Most PCPs generally prefer to discuss testosterone/ED/libido concerns in the context of health and lifestyle issues. “It’s easy for us to play ‘patch and plug’ medicine, but it’s never that simple,” says Childress. “It’s not a matter of a man coming to me and describing ED and me prescribing a medication for that. There’s a lot that needs to be talked about.”
Fleming says he will try testosterone replacement on patients found to have low levels and complain of impotency or other associated symptoms.
“If their symptoms improve then it’s an indication we should continue doing it. If they don’t respond it’s up to them whether they want to continue or not. But it’s really patient specific,” he says.
Next: Difficult lifestyle changes
Treating chronic diseases
Treating the chronic diseases men face, such as diabetes and cardiovascular disease, usually requires difficult lifestyle changes.

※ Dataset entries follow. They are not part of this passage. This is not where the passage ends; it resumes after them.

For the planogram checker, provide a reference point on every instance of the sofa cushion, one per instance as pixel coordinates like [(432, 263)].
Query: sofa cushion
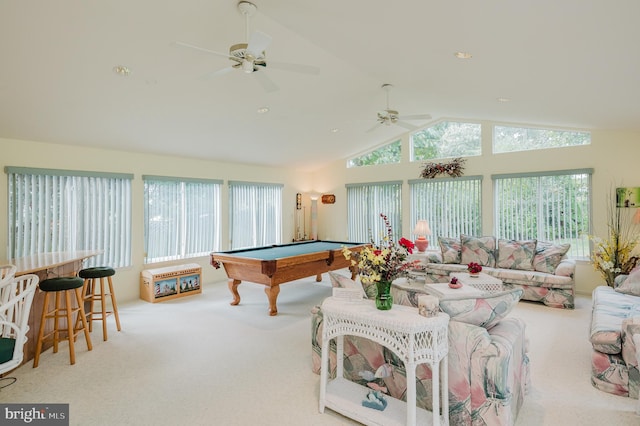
[(479, 250), (513, 254), (631, 285), (610, 309), (548, 256), (450, 248), (338, 280), (484, 311)]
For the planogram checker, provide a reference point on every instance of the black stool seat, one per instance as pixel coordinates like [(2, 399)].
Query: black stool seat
[(97, 272), (95, 290), (61, 283), (62, 311)]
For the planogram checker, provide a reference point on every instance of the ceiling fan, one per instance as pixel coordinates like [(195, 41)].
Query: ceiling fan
[(389, 116), (250, 57)]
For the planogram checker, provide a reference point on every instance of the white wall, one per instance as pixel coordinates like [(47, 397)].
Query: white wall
[(613, 156), (43, 155)]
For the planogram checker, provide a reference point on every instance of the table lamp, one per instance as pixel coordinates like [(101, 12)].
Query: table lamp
[(422, 229)]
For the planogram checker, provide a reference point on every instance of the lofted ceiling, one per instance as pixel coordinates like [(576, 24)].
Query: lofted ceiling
[(567, 63)]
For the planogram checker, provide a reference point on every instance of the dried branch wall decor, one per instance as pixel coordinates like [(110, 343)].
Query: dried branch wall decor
[(453, 168)]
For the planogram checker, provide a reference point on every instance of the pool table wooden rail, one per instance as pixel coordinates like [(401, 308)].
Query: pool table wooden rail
[(273, 272)]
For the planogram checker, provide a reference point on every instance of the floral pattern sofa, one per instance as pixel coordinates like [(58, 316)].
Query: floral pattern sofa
[(615, 336), (488, 363), (541, 269)]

The key in those cases, PCPs say, is to establish a strong relationship with the patient, built on good communication, trust, and presenting information in ways that patients can digest. And while building such a relationship is not easy within the limits of an evaluation and management visit, it’s by nomeans impossible.
“We all struggle with how to get our patients to follow our recommendations,” says Matthew Ajluni, DO, a family physician in Ann Arbor, Michigan and medical director of an urgent care center. “I think each physician has his or her own tools, but mine are listening, and being empathic, and supportive. It sounds common sense, but it works.”
Fleming emphasizes a team-based approach to helping patients, one that includes pharmacologists, nurses, dieticians, and other resources the patient requires. He also strives to educate patients about their disease or condition.
“Health literacy is still one of our most common concerns as it relates to compliance and clinical outcomes. It is the single most predictive variable for health outcomes,” he says. “If you can pull all that [patient education and team-based care] together, you have a much better chance of the patient keeping their appointment and taking their medication as prescribed.”
Blackwelder says he use any visit by a patient as an opportunity to begin establishing a relationship, a process that he compares to negotiating a business deal—right down to the handshake.
“We’re kind of negotiating an agreement, and that’s important, to give them some say but hold them accountable, especially if they say they’re willing to change their diet or give up smoking,” he says. “When they get to that point I almost always shake their hand and tell them I’m going to follow up on this. I’m willing to try all those little tricks to cement that relationship and create that sense of collaboration.”
Next: The American College of Physicians' cancer screening guidelines
ACP guidance statement for prostate cancer screening
In 2013 the American College of Physicians (ACP) issued the following guidance statements regarding screening for prostate cancer using the prostate-specific antigen test. The statements are based on a review of guidelines developed by the American College of Preventive Medicine, the American Cancer Society, the American Urological Association, and the U.S. Preventive Services Task Force:
Guidance statement 1
“ACP recommends that clinicians inform men between the age of 50 and 69 years about the limited potential benefits and substantial harms of screening for prostate cancer. ACP recommends that clinicians base the decision to screen for prostate cancer using the prostate-specific antigen test on the risk for prostate cancer, a discussion of the benefits and harms of screening, the patient’s general health and life expectancy, and patient preferences. ACP recommends that clinicians should not screen for prostate cancer using the prostate-specific antigen test in patients who do not express a clear preference for screening.”
Guidance statement 2
“ACP recommends that clinicians should not screen for prostate cancer using the prostate-specific antigen test in average-risk men under the age of 50 years, men over the age of 69 years, or men with a life expectancy of less than 10 to 15 years.”